As discussed in FindLaw's Injured, a $100 million lawsuit has been filed by a paralyzed dancer against the agrobusiness giant Cargill, Inc. The lawsuit highlights a recent rash of tainted meat incidents. The victim ate a tainted beef patty from Sam's Club that was distributed by Cargill, Inc. She suffered severe injuries because of food poisoning from E. coli.
As discussed recently here,, Beef Packers, Inc., of Fresno, California has recalled over 800,000 pounds of ground beef products that may be linked to an outbreak of drug resistant salmonella.
That beef recall included beef that was repackaged and sold under different brand names at Sam's Club, Safeway and Vons in at least 9 states.
Recently, two people have died from tainted beef that carried the bacteria E. coli. The New York Times reports that the tainted beef contained E. coli. It was produced in western New York by Fairbank Farms and may have caused an E. coli outbreak of more than two dozen people.
The United States Department of Agriculture Food Safety and Inspection Service announced a news release of another beef recall -- this time Fairbury Steaks in Nebraska, has recalling 90 pounds of fresh ground beef products that may have been contaminated with E. coli. It is classified as a Class I Recall. The Health Risk is classified as High.
These deaths and beef recalls illustrate a need for stricter inspections standards. The New York Times quotes Donna Rosenbaum, executive director of Safe Tables Our Priority, as saying, “To this day, contamination problems are not found by any checks on the products by companies. They’re found when people get sick, and that’s a failure in the system.”
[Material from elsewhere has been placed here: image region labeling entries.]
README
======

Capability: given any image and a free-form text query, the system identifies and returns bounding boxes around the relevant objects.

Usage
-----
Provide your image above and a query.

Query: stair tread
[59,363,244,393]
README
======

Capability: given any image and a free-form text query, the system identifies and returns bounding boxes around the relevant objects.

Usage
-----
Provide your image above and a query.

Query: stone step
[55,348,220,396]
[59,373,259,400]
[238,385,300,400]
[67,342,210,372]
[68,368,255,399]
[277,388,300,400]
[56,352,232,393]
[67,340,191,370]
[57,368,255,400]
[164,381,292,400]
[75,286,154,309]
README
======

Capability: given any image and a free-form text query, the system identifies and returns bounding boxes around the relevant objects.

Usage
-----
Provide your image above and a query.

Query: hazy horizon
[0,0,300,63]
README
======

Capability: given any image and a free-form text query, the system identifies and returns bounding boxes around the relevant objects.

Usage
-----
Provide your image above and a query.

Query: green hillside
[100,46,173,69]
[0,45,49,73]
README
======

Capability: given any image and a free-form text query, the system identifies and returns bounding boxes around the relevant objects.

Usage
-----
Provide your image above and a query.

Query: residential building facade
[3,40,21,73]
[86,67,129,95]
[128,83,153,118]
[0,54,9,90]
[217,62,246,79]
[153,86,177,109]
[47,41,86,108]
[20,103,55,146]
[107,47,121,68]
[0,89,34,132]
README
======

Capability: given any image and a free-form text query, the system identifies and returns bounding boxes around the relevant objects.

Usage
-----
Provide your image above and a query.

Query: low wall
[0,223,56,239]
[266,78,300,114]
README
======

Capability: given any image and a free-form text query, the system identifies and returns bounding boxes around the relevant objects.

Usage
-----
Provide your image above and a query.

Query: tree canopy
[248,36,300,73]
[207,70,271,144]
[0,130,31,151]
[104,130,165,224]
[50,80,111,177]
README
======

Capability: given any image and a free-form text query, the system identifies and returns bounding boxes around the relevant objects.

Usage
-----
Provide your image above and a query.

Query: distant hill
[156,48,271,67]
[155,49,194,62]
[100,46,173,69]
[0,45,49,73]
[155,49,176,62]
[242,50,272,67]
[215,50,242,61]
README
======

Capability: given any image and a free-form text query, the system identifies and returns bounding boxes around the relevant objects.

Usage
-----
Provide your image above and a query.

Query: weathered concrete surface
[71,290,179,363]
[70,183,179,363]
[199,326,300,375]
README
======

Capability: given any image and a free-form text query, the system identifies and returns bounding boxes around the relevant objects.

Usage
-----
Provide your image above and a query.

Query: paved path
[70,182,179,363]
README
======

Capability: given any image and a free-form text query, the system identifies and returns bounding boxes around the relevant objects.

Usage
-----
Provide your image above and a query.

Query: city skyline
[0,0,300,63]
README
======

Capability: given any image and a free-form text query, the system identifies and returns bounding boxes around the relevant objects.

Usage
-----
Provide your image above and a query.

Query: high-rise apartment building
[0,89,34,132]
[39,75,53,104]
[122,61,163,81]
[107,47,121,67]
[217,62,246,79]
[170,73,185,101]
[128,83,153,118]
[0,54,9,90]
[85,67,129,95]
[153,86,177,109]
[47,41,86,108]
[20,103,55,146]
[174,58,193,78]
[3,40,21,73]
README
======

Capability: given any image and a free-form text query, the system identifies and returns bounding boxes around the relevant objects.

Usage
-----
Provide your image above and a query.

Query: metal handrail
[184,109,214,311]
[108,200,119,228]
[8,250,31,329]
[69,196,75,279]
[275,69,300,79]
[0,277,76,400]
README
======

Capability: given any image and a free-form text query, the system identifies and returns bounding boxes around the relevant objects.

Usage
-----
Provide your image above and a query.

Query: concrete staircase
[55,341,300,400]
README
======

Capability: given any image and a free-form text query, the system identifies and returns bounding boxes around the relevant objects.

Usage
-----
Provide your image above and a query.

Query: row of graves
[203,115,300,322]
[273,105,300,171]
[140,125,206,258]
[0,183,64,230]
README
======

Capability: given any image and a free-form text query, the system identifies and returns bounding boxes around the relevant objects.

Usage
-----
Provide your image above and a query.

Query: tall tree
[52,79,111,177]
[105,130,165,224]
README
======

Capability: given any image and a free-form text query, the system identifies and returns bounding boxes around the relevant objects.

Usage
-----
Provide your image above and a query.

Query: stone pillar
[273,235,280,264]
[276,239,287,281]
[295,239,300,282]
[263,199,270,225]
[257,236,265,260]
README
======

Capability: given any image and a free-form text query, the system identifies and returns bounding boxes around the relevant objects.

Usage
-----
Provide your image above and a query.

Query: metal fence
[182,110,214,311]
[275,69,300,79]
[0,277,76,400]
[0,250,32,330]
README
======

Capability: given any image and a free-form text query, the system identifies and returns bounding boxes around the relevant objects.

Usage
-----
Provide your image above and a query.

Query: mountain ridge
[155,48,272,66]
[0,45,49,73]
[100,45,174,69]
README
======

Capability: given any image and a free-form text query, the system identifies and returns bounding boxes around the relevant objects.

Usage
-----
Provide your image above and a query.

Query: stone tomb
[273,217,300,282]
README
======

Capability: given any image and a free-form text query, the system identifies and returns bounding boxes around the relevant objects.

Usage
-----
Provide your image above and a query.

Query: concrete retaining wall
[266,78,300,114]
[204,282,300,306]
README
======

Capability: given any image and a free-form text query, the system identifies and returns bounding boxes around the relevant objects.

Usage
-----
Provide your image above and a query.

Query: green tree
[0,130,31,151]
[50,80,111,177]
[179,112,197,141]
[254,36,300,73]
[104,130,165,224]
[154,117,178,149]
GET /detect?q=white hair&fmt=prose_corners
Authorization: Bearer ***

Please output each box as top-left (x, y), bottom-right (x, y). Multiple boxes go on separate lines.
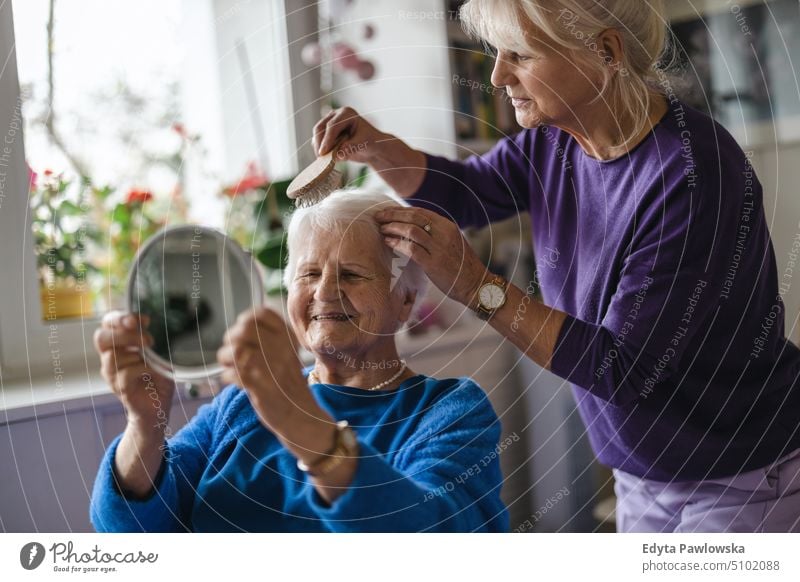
top-left (459, 0), bottom-right (670, 144)
top-left (283, 188), bottom-right (428, 310)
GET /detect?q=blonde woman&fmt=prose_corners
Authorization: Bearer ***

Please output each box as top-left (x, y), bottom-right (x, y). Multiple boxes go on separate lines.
top-left (315, 0), bottom-right (800, 531)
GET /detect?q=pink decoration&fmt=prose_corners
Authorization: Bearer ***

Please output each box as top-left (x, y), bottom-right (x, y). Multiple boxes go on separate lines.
top-left (333, 42), bottom-right (361, 69)
top-left (358, 61), bottom-right (375, 81)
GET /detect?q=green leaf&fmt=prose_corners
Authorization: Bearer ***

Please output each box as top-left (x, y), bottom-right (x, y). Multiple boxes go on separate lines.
top-left (58, 200), bottom-right (83, 216)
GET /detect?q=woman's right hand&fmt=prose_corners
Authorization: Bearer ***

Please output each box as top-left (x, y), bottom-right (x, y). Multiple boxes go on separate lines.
top-left (313, 107), bottom-right (427, 197)
top-left (94, 311), bottom-right (175, 438)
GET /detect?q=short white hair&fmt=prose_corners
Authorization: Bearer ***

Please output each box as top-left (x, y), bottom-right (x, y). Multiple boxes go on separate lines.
top-left (283, 188), bottom-right (428, 304)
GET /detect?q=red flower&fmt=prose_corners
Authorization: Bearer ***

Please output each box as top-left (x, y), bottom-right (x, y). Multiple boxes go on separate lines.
top-left (222, 162), bottom-right (269, 197)
top-left (125, 188), bottom-right (153, 204)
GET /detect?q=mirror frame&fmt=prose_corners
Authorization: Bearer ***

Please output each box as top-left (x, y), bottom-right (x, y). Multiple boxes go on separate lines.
top-left (125, 224), bottom-right (265, 383)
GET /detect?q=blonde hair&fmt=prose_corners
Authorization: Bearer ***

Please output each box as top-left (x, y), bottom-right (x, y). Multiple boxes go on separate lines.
top-left (459, 0), bottom-right (669, 145)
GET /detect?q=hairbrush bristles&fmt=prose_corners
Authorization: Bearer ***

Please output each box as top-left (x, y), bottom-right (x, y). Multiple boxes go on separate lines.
top-left (294, 170), bottom-right (342, 208)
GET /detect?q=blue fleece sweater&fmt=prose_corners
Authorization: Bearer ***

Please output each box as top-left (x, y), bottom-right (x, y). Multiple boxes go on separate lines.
top-left (90, 376), bottom-right (509, 532)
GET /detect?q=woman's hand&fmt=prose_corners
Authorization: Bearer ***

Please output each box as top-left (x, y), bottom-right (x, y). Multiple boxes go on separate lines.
top-left (94, 311), bottom-right (175, 438)
top-left (217, 307), bottom-right (356, 502)
top-left (94, 311), bottom-right (175, 497)
top-left (313, 107), bottom-right (427, 197)
top-left (217, 307), bottom-right (334, 452)
top-left (375, 208), bottom-right (487, 308)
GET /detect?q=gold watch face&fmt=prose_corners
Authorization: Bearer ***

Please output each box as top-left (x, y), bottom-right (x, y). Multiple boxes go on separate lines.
top-left (478, 283), bottom-right (506, 309)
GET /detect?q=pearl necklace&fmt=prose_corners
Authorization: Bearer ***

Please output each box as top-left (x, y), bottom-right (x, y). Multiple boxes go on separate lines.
top-left (308, 360), bottom-right (408, 392)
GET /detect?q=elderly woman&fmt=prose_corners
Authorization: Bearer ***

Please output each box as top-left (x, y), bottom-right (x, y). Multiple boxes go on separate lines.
top-left (315, 0), bottom-right (800, 532)
top-left (91, 191), bottom-right (508, 532)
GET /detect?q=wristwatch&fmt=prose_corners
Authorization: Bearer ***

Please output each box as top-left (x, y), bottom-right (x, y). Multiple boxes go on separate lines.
top-left (297, 420), bottom-right (358, 477)
top-left (475, 275), bottom-right (508, 321)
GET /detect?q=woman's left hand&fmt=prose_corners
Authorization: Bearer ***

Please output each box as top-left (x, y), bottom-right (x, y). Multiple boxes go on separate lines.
top-left (375, 208), bottom-right (487, 307)
top-left (217, 307), bottom-right (333, 438)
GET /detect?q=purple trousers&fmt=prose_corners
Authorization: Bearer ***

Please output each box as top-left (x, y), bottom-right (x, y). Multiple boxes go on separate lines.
top-left (614, 449), bottom-right (800, 533)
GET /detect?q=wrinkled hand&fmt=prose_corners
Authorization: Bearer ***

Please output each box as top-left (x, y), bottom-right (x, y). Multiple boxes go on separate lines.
top-left (217, 307), bottom-right (328, 435)
top-left (94, 311), bottom-right (175, 432)
top-left (375, 208), bottom-right (487, 307)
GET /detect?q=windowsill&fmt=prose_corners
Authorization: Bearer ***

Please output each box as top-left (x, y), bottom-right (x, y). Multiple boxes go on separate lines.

In fact, there are slaughterhouses who will will only sell to grindhouses that agree not to test for E. coli. The New York Times reports that slaughterhouses fear that grindhouses that test for the pathogen and discover it, will spark a recall of meat that they sell to other grindhouses.
With the burger eaten by paralyzed dancer Stephanie Smith as an example, you can see what goes into a single burger here.
One thing is fairly certain, more beef recalls will come, hopefully without the need for someone to die or become paralyzed beforehand.